Children as Structuring Readers

As Sipe (2000) aptly argued, from the structuralist perspective literary understanding has often been conceptualised in a somewhat restrictive or passive way by focusing on formal text characteristics. But Culler’s concept of literary competence—though fundamentally structuralist—is neither restrictive nor passive. Reading picturebooks as literature is not essentially about the teaching of formal text characteristics but aims to describe what a “structuring reader” (Brooks, 1976) does. Structure therefore need not be considered as an objective property of stories: it emerges in structuring processes performed by the reader (albeit on a determinate text). The fact remains, however, that some stories contain more challenging response-inviting structures than others. Also it is true that these “structuring processes” sometimes have to be elicited by thought-provoking questions. By considering children’s judgments and intuitions about how stories work we can gain evidence about their structuring activities and underlying literary competence.

By purposefully eliciting literary response to picturebooks this study took a different approach from the research done by Sipe (2000), who studied children’s spontaneous responses to picture storybooks. In Sipe’s study the teacher stayed with her normal routine by encouraging children to talk at any point during the story, but maintained an attitude of acceptance rather than direction or evaluation (Sipe, 2000, pp. 261–262). This raises the question of what would happen to children’s literary competence if teachers did nothing out of the ordinary and just read the books they were used to in their usual ways. In our research project these questions were answered by means of a randomised controlled trial in which eighteen classrooms participated. Although this experiment is beyond the scope of the present article, the outcome was that the children who were read the twenty-four picturebooks with the literary conversations guides showed a significant increase in literary competence over those in the control groups. This finding confirms the effectiveness of reading picturebooks as literature with the aid of literary conversation guides (Van der Pol, 2010).

The Value of the Linguistic Analogy

When investigating what constitutes literary competence at the ages of 4–6, the analogy with linguistic competence is illuminating indeed. Although young children have not yet received any formal grammar instruction, they do know how sentences are structured and how that structure enables particular meanings and rules out others. They can understand spoken sentences, even sentences they have never heard before. Children—and most adults too—are usually oblivious to these capacities. As far as young children are concerned, linguistic competence develops through learning by doing and by informal instruction. It flourishes best when a child grows up in a context that is rich in language, both spoken and written. This idea has become well-established in terms of “emergent literacy” (e.g. Sulzby, 1985; Teale and Sulzby, 1986; Bus, 1995).

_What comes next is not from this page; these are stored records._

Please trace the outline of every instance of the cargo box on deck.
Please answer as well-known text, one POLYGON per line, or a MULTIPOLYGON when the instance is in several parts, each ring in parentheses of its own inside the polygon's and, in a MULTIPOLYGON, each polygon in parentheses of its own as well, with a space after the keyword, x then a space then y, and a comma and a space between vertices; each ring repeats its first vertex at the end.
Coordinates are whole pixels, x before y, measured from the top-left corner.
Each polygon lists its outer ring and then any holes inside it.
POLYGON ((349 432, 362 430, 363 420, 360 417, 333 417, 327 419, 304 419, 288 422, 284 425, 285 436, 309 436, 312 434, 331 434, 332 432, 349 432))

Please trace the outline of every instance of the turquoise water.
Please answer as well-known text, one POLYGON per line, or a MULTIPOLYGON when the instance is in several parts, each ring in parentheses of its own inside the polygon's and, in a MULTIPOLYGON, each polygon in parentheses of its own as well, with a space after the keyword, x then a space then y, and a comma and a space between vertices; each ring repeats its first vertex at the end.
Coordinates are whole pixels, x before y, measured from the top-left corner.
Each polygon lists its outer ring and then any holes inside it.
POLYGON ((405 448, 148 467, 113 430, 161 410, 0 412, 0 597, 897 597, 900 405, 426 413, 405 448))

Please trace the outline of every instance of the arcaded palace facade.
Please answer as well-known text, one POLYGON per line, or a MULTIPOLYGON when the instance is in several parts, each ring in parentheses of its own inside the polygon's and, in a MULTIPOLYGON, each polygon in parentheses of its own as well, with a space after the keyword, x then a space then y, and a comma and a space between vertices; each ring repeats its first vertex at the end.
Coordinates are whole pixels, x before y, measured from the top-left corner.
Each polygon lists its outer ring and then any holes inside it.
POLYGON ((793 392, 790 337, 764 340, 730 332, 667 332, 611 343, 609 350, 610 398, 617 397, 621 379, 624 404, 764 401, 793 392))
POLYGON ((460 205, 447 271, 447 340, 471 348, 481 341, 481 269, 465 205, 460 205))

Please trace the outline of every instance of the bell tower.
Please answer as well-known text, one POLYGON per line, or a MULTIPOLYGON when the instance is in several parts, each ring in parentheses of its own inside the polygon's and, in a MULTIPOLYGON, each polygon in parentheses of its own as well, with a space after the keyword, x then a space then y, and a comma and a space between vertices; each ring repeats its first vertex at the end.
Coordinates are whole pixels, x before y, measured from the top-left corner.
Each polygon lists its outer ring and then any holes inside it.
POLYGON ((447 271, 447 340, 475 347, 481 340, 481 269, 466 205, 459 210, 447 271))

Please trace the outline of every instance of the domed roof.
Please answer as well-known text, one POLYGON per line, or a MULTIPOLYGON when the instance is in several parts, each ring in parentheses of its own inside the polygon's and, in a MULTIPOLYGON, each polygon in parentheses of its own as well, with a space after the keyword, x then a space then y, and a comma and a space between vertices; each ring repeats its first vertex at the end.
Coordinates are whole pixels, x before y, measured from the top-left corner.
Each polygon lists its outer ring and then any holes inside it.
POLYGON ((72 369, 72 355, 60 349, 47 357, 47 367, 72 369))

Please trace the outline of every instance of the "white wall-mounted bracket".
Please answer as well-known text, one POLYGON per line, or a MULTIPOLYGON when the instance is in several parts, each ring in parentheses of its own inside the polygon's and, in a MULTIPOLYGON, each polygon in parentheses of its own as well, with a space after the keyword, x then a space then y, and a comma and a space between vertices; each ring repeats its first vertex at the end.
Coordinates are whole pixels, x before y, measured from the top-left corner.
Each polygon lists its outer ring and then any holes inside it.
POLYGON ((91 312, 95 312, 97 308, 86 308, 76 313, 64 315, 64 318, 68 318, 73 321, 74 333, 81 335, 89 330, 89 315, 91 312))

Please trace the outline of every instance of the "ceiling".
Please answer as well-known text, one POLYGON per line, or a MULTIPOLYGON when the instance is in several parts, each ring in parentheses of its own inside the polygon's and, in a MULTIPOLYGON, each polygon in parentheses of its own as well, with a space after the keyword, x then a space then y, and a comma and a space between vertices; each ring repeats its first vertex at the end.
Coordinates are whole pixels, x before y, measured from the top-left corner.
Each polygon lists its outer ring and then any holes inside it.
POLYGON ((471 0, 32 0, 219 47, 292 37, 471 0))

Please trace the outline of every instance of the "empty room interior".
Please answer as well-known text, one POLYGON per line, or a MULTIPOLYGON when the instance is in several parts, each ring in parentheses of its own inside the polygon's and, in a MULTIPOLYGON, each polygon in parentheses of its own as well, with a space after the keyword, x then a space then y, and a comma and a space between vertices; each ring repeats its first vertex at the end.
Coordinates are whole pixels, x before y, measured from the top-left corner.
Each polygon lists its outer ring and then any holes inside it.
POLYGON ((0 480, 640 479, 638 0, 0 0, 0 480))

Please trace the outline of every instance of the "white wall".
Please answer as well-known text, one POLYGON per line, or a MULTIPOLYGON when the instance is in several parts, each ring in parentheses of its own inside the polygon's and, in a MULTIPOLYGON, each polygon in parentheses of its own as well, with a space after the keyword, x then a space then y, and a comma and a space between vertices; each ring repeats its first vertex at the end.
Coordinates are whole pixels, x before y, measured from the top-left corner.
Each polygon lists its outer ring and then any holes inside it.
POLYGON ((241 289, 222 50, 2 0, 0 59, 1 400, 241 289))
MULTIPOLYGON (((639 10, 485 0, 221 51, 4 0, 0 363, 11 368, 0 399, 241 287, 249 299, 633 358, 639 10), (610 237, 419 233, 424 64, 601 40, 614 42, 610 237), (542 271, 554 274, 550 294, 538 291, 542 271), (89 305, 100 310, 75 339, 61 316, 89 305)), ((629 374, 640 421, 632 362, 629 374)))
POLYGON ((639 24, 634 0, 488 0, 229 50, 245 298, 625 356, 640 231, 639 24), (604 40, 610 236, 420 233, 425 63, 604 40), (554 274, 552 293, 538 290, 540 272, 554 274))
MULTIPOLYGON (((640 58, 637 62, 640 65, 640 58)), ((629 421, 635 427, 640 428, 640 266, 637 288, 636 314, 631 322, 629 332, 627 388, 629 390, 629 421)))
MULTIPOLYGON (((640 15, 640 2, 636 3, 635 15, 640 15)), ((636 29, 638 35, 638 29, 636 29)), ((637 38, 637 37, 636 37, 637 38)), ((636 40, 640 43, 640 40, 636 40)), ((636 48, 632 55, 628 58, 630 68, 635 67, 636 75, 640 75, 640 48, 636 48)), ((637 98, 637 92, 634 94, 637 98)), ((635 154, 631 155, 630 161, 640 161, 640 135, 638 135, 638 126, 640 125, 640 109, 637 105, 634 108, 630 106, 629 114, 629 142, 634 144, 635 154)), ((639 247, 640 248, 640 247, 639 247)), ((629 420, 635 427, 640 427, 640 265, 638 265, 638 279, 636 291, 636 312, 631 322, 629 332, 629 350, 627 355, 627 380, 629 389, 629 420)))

Similarly we may think of “emergent literary competence” by offering children an environment rich in stories that encourage meaningful structuring activities and by having “literary conversations” with them. At a later stage instruction can become more formal and children can learn to reflect on what they have learned tacitly so far.

At the ages of 4–6 most children are particularly interested to find out how things work. We only have to think of the many “why” or “how” questions they ask. Discovering the system(s) behind the events, a structuralist pursuit par excellence, therefore, will not only help make them competent readers of literature, but may also prove to be a source of endless literary discoveries.